Desensitising the device to pressure disturbances to culture differentiated HepaRG cells

Compared to proliferative HepaRG cells, HepaRG hepatocytes adhered less to the substrate than to each other29. We therefore expected them to be more prone to forming aggregates in the chambers and less likely to invade the slits. However, once these cells were loaded into the 40–2 µm device, the pressure disturbances induced when connecting the tubes to establish the flow drove the cells out of the chambers. Hydrostatic pressure variations induced by modifying the respective heights of the syringe and the device produced similar effects. Increasing the delay prior to fluidisation (from 4 to 24 h), which might have improved cell adhesion to the substrate, was ineffective in preventing this phenomenon. To reduce the flux generated by these pressure disturbances, we added an external flow resistance to our device, which consisted in a thin capillary tube and enabled cells to stay within the chambers and to be cultured for up to 21 days (Supplementary Fig. S7 & S8). Finally, HepaRG cells loaded as both proliferative and differentiated could be successfully loaded and cultured on chip for extensive periods of time.
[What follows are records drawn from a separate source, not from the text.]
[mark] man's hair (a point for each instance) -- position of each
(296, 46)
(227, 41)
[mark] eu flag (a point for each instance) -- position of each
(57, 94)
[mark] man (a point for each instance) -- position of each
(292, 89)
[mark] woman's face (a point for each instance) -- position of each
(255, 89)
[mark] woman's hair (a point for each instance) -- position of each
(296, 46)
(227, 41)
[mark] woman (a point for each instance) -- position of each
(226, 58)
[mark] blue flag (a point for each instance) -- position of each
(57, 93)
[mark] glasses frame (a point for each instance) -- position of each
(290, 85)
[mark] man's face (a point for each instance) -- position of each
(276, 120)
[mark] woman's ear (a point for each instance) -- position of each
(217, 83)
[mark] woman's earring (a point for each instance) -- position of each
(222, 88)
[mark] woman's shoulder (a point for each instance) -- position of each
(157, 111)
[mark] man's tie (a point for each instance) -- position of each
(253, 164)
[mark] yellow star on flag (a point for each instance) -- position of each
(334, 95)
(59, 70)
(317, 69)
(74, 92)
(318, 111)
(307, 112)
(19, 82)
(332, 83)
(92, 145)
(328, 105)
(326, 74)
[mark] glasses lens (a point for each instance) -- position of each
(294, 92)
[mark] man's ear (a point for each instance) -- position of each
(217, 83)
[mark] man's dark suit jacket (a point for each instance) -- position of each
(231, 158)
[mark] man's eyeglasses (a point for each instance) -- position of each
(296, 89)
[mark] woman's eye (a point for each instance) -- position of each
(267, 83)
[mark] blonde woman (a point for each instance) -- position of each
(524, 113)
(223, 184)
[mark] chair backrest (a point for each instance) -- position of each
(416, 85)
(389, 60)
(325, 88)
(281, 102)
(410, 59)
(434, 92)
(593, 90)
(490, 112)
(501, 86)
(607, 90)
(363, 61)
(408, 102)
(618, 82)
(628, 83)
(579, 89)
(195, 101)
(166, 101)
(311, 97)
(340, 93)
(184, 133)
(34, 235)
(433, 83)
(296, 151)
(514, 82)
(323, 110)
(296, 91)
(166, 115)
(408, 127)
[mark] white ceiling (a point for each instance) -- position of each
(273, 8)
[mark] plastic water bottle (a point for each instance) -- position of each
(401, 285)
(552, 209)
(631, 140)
Cell viability and differentiation into hepatocytes

The viability of HepaRG cells that had been loaded as either proliferative or differentiated cells was assessed after 15 days of culture on chip: they exhibited 60 ± 16% and 82 ± 11% viability, respectively (Fig. 4a). An example of the assay is provided in Supplementary Fig. S9. Although the viability was lower in the case of HepaRG cells loaded at a proliferative stage, as evidenced by the significant number of apoptotic nuclei, the mean number of live cells inside the chambers was higher than for already differentiated cells (69 ± 26 compared to 52 ± 23, respectively).

Figure 4
figure 4

Cell viability and secretion of albumin on chip depending on the differentiation stage at which they were loaded (grey for proliferative HepaRG cells and black for already differentiated cells). (a) Cell viability after 15 days of culture on chip (n = 3 chips per condition). (b) Secretion of albumin per chip after 2, 7, or 14 days of culture (n = 2 at day 2; n ≥ 3 at day 7 and 14).

The albumin produced by hepatocytes in the chip was quantified at three different time points (day 2, 7 and 14 of culture) for devices loaded with either proliferative or differentiated cells. In both cases, the albumin levels were constant from day 2 to the day 14 of culture (Fig. 4b). No significant differences were evidenced depending on the cell differentiation status at the time of loading.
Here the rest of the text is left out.